Rakibin kadar güçlüsün

Salonda tarih yazıyoruz. Basketbolda, voleybolda, boksta, tekvandoda... Bireysel sporları bir kenara bırakıp, takım sporlarına bakalım.

Kadınlar voleybolda ligimizi domine eden üç takım var. VakıfBank, Fenerbahçe ve Eczacıbaşı. Üç takımımız da Avrupa’da finallere, kupalara abone. Hem birbirlerini eliyorlar hem birbirlerini itiyorlar. 2009’dan bu yana en az 1 Türk takımı son 4’e kaldı, 11 finalde 7 şampiyonluk yaşadı.

Kadınlar basketbolda Fenerbahçe ile Galatasaray’ın yıllardır süren bir çekişmesi var. Bu rekabet Avrupa’ya da yansıyor. Tek şampiyonluğu Galatasaray getirirken 2011-12’den bu yana Türk takımları sadece 1 kez Final Four’un dışında kaldı. Fenerbahçe 4 kez finalde kaybetti.

Erkek basketbolda tarih yazıyoruz.
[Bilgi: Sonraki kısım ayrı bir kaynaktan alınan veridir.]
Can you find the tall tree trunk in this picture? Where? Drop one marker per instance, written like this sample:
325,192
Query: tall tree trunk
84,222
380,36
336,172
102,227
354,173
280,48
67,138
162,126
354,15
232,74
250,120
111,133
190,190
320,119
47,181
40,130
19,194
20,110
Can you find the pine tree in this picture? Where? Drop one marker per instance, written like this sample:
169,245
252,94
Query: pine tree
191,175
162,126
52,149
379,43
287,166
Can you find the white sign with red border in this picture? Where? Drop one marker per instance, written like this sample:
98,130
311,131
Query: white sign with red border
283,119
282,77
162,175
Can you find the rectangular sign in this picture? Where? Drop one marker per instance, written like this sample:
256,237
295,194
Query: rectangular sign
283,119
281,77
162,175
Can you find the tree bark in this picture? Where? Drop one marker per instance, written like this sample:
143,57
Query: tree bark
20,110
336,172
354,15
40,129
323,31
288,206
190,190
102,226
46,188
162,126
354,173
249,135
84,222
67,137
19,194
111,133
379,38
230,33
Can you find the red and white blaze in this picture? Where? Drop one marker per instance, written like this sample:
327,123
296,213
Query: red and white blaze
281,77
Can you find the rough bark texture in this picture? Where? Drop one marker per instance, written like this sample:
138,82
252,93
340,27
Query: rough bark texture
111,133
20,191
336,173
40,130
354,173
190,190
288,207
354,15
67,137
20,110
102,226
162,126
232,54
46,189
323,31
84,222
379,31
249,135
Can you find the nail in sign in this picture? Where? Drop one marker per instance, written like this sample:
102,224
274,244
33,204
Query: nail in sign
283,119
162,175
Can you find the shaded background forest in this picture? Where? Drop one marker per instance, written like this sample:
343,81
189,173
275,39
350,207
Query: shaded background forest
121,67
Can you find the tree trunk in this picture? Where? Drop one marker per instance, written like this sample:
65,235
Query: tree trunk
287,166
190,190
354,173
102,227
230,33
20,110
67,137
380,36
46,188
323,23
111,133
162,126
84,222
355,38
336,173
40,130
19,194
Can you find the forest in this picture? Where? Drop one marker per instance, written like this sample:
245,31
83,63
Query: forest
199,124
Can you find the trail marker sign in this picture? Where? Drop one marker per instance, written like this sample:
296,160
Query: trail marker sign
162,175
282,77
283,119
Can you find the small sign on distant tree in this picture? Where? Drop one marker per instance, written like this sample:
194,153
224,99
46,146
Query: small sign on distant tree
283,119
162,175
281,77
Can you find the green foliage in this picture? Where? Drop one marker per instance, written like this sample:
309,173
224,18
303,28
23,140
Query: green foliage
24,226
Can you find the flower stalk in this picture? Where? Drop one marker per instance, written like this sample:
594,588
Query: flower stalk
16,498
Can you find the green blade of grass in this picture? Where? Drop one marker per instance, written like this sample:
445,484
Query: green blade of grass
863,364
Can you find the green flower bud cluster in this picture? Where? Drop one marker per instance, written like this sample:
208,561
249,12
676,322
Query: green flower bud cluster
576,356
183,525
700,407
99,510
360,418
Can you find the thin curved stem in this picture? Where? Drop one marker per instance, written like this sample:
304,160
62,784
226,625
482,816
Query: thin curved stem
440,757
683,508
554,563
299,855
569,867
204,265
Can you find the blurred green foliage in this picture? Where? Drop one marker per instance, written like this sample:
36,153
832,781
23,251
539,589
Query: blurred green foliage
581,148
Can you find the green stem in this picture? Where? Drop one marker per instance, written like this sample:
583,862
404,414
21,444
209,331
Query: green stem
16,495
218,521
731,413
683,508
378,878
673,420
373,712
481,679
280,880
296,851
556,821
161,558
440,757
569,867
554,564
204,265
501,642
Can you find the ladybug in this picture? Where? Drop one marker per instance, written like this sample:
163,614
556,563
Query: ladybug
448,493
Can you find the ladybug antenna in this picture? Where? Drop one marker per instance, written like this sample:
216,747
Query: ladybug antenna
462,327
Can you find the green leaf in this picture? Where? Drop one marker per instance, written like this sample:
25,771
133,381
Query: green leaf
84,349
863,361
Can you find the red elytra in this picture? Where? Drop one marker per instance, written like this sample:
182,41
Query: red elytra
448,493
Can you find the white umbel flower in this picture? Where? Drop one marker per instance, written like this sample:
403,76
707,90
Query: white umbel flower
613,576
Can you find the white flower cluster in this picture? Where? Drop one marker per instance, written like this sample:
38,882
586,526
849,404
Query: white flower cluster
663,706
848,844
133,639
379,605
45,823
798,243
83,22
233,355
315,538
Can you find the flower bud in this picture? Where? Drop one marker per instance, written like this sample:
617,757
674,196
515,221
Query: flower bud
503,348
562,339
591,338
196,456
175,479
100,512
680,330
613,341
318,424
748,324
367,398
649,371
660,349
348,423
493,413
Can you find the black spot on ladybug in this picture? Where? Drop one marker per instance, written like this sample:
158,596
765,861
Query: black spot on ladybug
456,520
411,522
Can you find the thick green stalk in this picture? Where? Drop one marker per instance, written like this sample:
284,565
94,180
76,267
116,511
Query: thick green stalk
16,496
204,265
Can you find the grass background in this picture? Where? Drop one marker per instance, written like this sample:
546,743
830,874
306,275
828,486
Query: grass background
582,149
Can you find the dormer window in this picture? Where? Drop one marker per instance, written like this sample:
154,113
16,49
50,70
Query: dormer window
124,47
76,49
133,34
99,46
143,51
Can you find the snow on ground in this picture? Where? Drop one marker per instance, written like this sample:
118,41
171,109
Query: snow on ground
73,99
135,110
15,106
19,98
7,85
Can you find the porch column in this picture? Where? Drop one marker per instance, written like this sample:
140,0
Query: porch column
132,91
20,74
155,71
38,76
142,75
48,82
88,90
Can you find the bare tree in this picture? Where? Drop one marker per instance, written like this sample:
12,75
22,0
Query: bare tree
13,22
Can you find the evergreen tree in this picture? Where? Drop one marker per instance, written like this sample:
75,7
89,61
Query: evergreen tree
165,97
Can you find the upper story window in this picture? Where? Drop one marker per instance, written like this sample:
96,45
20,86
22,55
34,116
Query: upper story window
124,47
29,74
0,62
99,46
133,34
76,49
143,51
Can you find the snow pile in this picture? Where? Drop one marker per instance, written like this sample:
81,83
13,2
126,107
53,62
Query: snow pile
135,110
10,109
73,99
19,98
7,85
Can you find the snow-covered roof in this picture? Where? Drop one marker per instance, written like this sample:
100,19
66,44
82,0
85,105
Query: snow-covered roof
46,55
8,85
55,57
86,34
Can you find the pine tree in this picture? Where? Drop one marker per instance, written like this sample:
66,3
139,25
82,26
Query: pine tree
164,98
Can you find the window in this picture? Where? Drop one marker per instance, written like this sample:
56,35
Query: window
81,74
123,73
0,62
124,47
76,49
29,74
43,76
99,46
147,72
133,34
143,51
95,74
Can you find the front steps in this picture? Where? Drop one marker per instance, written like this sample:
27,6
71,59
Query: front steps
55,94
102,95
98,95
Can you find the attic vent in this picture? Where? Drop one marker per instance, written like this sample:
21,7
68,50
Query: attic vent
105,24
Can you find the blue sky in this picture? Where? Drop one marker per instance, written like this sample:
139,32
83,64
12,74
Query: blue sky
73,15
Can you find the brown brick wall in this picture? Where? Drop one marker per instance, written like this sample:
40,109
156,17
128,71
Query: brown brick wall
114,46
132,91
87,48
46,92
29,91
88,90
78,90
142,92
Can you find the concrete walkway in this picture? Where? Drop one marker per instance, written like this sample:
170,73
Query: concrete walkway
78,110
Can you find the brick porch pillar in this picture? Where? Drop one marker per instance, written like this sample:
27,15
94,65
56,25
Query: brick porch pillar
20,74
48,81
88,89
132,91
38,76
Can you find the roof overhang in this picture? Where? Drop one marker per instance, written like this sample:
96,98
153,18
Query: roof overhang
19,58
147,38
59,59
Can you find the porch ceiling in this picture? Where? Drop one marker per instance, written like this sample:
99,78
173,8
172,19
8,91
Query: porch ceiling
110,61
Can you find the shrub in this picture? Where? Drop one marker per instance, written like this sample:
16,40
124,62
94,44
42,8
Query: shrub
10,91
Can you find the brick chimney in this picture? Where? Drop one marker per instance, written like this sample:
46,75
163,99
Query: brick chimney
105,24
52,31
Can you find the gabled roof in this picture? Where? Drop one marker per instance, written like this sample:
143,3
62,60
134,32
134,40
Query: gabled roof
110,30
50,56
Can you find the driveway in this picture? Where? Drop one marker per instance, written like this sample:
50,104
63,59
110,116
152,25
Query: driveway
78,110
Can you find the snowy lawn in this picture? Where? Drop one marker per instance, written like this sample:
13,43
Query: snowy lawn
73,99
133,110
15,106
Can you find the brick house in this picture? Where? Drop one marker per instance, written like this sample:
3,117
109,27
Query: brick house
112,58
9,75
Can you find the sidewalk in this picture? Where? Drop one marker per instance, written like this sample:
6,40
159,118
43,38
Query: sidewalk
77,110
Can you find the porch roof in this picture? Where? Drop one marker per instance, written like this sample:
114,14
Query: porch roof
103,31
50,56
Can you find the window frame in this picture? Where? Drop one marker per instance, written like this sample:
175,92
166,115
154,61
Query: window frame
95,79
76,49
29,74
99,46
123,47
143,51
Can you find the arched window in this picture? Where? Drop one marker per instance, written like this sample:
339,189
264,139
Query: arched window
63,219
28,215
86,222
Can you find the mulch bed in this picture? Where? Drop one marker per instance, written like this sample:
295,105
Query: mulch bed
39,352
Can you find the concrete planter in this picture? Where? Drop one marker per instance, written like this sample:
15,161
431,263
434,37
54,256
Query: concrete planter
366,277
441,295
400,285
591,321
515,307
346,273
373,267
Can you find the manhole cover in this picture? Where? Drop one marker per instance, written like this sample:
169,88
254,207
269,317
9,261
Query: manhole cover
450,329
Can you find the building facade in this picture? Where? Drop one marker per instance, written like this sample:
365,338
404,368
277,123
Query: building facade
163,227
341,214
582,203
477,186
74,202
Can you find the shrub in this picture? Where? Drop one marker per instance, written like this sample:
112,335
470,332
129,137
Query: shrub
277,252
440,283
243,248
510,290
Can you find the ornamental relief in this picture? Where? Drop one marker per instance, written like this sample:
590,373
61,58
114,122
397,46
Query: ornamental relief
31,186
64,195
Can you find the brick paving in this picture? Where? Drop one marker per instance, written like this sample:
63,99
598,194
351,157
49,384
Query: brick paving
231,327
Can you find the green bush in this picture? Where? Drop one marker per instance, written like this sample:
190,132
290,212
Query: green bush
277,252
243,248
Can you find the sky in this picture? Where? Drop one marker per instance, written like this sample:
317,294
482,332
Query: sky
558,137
Fenerbahçe ile Anadolu Efes arasındaki rekabet hem ligimize seviye atlattı hem de diğer kulüplerin basketbola yatırım yapmasını sağladı. Fenerbahçe’nin Zeljko Obradovic hamlesi sonrası Türk basketbolu adeta seviye atladı. Avrupa’nın en büyük basketbol organizasyonu EuroLeague’de son 6 sezonun finalinde Türk takımları var. Fenerbahçe 1, Anadolu Efes 2 kez şampiyon oldu. Beşiktaş’ın EuroChallenge, Galatasaray ve Daçka’nın EuroCup, Bahçeşehir’in Avrupa Kupası zaferleri geldi.

Futbolda ise kendilerini ‘Ezeli rakip, ebedi dost (!)’ diye adlandıran 3 lokomotif kulübümüz var. Galatasaray, Fenerbahçe ve Beşiktaş, rekabeti saha içinde bırakmayıp, düşman kardeşliğe soyunmanın, ‘rakibin kadar güçlüsün’ mottosunu bir türlü anlamamanın bedelini ödüyor. Yapılan yönetimsel hataların, yanlış hoca ve oyuncu tercihleri nedeniyle yaşanan başarısızlıkların faturasını hakem kararlarına ve dış unsurlara bağlayarak taraftara oynamaya, birbirlerini karalamaya devam ettikleri sürece bu tablo değişmeyecek.

Rekabeti sahada bırakıp, kulüpleri geliştirmek için el ele vermek yerine ezeli rakiplerinin başarısızlığı için çaba harcayanlar, Türk futbolunun bugün geldiği noktanın baş sorumlularadır. Dost olmayı beceremediniz, bari rekabetin hakkını verin.